Aaron Goodman travelled alone.
It had taken him fifteen years of working for Oxxon as a driver to save up the money to buy his lovely, beautiful baby,
Lisa
. Of course, to anyone else
Lisa
appeared to be a shabby-looking, thirty-year old transport tug. To Aaron, it was a home as well as head office for
Goodman Haulage Inc
. It represented fifteen years of hard work and frugal living and was a monument to the single-mindedness and sheer determination of Aaron Goodman to work wholly for himself, and entirely by himself.
To be fair,
Lisa
did look a little threadbare and shabby, but she was a firmly built working ship with a well-maintained propulsion system. Quietly, he liked the fact that her hull was scoured clean of paint through years of exposure to wind-borne sand, that her once smooth and eye-pleasing contours were dented and spoiled through countless minor bumps and prangs with other working ships or docking clamps. The dull brown, pitted hull told any onlooker that she was a working vessel, that she had probably seen considerably more of this world than most other vessels her age - which, quite frankly, was a sad comment on the pioneering spirit of most of the moronic slobs that lived on Harpers Reach.
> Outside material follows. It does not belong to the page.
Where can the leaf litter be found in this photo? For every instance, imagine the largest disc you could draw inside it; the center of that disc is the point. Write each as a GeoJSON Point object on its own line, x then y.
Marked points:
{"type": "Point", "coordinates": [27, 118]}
Colonists were not the same these days, he noted ruefully. Once upon a time they were the kind of people who would happily endure the hardships of frontier life. They were the pack-horse, the mule, the beast of burden of the terraforming process, only content with their lives when stoically enduring some form of physical discomfort or inconvenience. Once upon a time the Crazy People, the Mom-and-Pop teams of geologists, the frontier-professionals,
real Colonists
, would make it their mission to seek out the most extreme hardship Human Space could offer and then relish every moment of it. And it was crazies like those that turned a barren inhospitable lump of sulphurous rock into a world that comfortably supported human life.
Real colonists.
These days the unwashed masses, those brain-flatlined ditto-heads who presumptuously referred to themselves as ‘colonists’ were perfectly content to crowd themselves into the nearest domed city they could find on arrival. There, they were happy to live out their pointless, unadventurous lives eating junk food and watching the toob, certainly not daring to set a foot beyond the environmentally-sealed comfort and convenience of their newly discovered plastic dome-home. Not for them the hardy living within the cramped space of a caterpillar or shuttle, or the danger that comes with exploring the uncharted continents of a new world. No way. These pasty-faced, convenience-fed, brain-dead, ditto-heads were quite content to enjoy the homogenous pleasures of yet another enclosed over-crowded conurbation and leave the real work of building a new world to the likes of grubby looking veterans like Aaron Goodman.